Although, reading on in the announcement, one soon realizes that that was all Steam changed. That’s right, regardless of where you bought the key (Kickstarter, IndieGoGo, Humble, IndieGala, etc.) your reviews still WILL NOT count towards the overall score.
You read correctly, dear readers. Now, read that here from Steam themselves:
This change doesn’t impact the review score. Each game’s score will continue to be calculated based only on customers that purchased the game via Steam.
– Steam Announcement
So, a little counter-intuitive don’t you think? Steam allows all reviews to be seen based on a Users’ specific ‘purchase type’ but those reviews still will have zero impact on scores.
Meaning, games that have a Negative score which previously were Positive because of all reviews being included towards the score, will still be Negative. Oh, but you can now see all reviews on default! So, that’s good right? Right? Somehow, I doubt anyone would agree with me.
One such indie developer has been feeling the adverse effects from these changes.
Astral Terra: Adventures on the Planes developer Tethys Interactive has been negatively impacted by these changes in the review system. Dawn recently spoke to one of the devs and they were kind enough to show us in number just how badly these changes have const them.
The numbers across the board have fallen considerably. With a lot of folks removing the game from their Wishlist as noted with a negative number of 22.
This is a good idea and this is already sort of in place except it up to the devs when you request the keys & how you classify them(they have categories for all major platforms you may sell your key through IE: Green Man Gaming, Playfield, Kickstarter) & since this recent change is to crack down on devs, they don’t trust those selling on their own platform. We feel the problem is mostly tied to the review system(and how Valve feel its being taken advantage of). – Tethys Interactive
Currently, the game stands at a Mostly Negative score with over 71 of the reviews being from key activation to the measly 34 Steam purchases where the negative reviews stem.

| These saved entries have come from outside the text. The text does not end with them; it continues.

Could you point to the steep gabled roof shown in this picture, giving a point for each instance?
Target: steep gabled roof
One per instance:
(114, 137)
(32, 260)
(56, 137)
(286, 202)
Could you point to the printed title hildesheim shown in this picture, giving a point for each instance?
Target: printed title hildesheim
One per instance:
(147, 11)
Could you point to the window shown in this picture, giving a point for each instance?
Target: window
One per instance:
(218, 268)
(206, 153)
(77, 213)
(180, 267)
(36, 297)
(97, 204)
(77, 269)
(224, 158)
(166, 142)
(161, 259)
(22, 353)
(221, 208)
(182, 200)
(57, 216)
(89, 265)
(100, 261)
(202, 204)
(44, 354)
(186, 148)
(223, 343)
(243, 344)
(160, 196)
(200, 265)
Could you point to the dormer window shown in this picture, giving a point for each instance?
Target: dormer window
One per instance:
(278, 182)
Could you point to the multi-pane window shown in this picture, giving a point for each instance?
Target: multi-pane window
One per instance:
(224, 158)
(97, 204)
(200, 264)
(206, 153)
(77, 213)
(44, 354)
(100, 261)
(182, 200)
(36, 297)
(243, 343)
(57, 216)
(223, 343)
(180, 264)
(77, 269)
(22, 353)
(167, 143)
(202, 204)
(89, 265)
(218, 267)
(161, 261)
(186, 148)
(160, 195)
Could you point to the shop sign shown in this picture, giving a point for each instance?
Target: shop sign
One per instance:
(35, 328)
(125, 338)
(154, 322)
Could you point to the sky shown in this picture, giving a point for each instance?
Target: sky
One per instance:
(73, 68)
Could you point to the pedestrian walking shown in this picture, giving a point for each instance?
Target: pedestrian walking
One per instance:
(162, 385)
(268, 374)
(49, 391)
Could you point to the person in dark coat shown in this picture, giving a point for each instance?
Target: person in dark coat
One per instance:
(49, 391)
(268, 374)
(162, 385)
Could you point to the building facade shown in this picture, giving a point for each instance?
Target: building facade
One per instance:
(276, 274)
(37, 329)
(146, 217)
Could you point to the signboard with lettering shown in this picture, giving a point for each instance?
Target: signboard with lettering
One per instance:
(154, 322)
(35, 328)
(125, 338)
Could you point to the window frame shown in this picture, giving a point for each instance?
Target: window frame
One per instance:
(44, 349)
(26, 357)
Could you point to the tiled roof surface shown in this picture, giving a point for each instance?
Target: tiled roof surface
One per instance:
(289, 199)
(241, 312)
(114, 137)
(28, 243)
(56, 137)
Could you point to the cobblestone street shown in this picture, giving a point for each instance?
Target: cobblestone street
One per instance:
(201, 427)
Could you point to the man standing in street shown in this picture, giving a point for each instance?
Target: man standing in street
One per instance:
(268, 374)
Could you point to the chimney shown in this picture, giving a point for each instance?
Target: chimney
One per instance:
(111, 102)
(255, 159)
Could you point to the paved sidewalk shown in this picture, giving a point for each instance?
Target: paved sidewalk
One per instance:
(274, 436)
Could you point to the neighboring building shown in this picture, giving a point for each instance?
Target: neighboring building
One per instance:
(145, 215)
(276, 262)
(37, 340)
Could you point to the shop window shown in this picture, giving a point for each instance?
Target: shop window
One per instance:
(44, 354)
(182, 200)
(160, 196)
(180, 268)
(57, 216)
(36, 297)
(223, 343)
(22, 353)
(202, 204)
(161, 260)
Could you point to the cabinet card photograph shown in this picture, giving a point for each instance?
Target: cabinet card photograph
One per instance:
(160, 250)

The final change Steam touched on was the color of the Mixed review text and it being inconsistent… Yea, was that that huge a problem, Steam?
Some developers have pointed out that we’ve been inconsistent in use of color for the review score of “Mixed.” We’ve adjusted the color of the “Mixed” text to match the icons we’ve already been using in search results. It’s kind of a yellow/tan color now.
So, only time will tell if this will help or hinder indie developers, who seem to be taking these hits the hardest. At the end of the announcement, yet again, Steam welcomes ‘feedback’ with no feedback option, no email, no real way to contact them with.
Perhaps they’re listening and reading and are noting the grievances raised by the one thing currently keeping their Bottom Line afloat: The People.